7They Gossip About Others

If you suspect someone may have been talking behind your back, consider their history. "Do they gossip about [others]? Do they share secrets about other people with you? Don't assume that you're exempt to their gossiping," Boquin says. "People repeat patterns. If they're known to bad-mouth others, chances are they [might be] bad-mouthing you, too." If someone has a history of being a bit disingenuous or gossipy in a hurtful way, consider separating yourself from that person. No one needs that energy in their life.

8They Can't Maintain Eye Contact

Pay attention to the person's eye contact. Are they looking away? Looking shiftily towards others? Or staring at you longer than they normally would?

If they were just gossiping, they may "fear being discovered and shut off or reduce the length of eye contact," Wood says. They might also do the overcompensation thing and stare you down longer than they normally would. Or you might notice they look more to others — in a nervous way — to try and assess the situation. Basically, if their eye contact seems different for them, it may be a sign that something's up.

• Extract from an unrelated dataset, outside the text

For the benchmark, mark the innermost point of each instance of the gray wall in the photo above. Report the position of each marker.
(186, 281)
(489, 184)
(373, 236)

9Their Feet Point Towards The Door

If their toes are pointing toward an exit, "they may [be symbolically running] from the room by pointing their feet away from you and towards the door," Wood says. In general, feet pointing toward an exit indicate — either consciously or subconsciously — that a person’s brain is processing an escape route. This is something people subconsciously do when they want to leave a room. And it may be exactly what they’re trying to do if you just caught them gossiping.

10They "Protect" Themselves

Another clue to look for is closed-off body language, which is something people naturally do when they feel nervous or defensive. "They may shut down by crossing their arms, legs, or ankles or shutting their mouth," Wood says. "They may also show their anxiety [by] covering the mouth, adjusting clothing or jewelry, or adjusting their stance or seated position repeatedly."

It’s important to keep in mind, though, that this body language could be in response to them being uncomfortable around you for myriad reasons, not solely because they are talking behind your back.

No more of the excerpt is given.